The building that most impressed me was Ando’s big Omotesando Hills complex, which combines a shopping mall on its lower floors with two levels of apartments on top. The facades—in a lovely green glass—are expressed rectilinearly but complexly and embody several rhythms in deft syncopation. The mall is particularly successful. Part of the reason is Ando’s usual impeccable detailing. Another part of the reason (and this is true of the city as a whole) is that the shops themselves are small and establish a continuity of interest and through-the-wall interactivity that enlivens the whole. But the best move—brilliant, really—was creating circulation that’s continuous, up a gently inclined ramp that rises along the long sides of the space. The incline derives from the slope of the street outside, so the first long run can be accessed from the sidewalk at both its high and low ends. The rest of the spiral continues, in effect, the rise of the street up through the building. This is both extremely urbane in and of itself, and also solves one of the big formal problems of shopping malls: the dull stacking of space with point circulation strapped on at key spots. It’s a great section as well as an homage to Maki’s well-known Spiral Building down the street.

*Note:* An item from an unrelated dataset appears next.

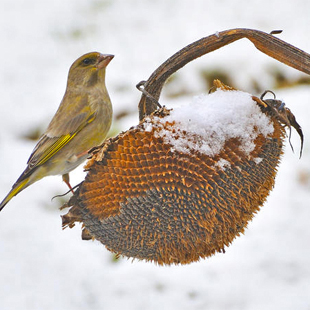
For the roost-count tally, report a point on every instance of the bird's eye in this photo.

I was also quite taken by Kengo Kuma’s One Omotesando building (which has a truly elegant projecting cantilever on its upper floor), by several other Ando buildings sprinkled throughout the neighborhood, and by Sejima and Nishizawa’s straightforward but thoroughly crisp glass box for Dior. And, lurking not far away is what is, for my money, the finest Modern building in Tokyo, Kenzo Tange’s sublime stadium for the 1964 Olympics. Here is architecture with chops, and spotting it down streets from the midst of boutique-land is a good reminder of the power of building when it goes beyond the endless buffing and fuss that comes from thinking of architecture as a species of jewelry.

Where more is more

When I was in school, we were often pompously taught that buildings were to be divided into “foreground” and “background” types and that the former always depended on the presence of the latter for their meaning. Omotesando—and Tokyo more generally—gives the lie to this particular piece of pat convention. Indeed, the street—which is lined not simply with one Modern gem after another but also more conventional kitsch and everyday mediocrity, from Ralph Lauren’s usual dopey ersatz classical drag to the goofy green mansardic item next to Tod’s—has no “background” at all. It works both because it is simply dense with interest and because the environment—charged up by both the wonderful street itself and the forgiving labyrinth of lanes that run off from it—is easy with variety, excess, and density.

So, can an architectural tourist of good conscience have a good time on Omotesando? Of course! I am not trying to argue that Prada must immediately be converted to an AIDS clinic or glassy Dior to permaculture greenhouses. I am simply raising a question: Why must fashion be the most fashionable thing we create?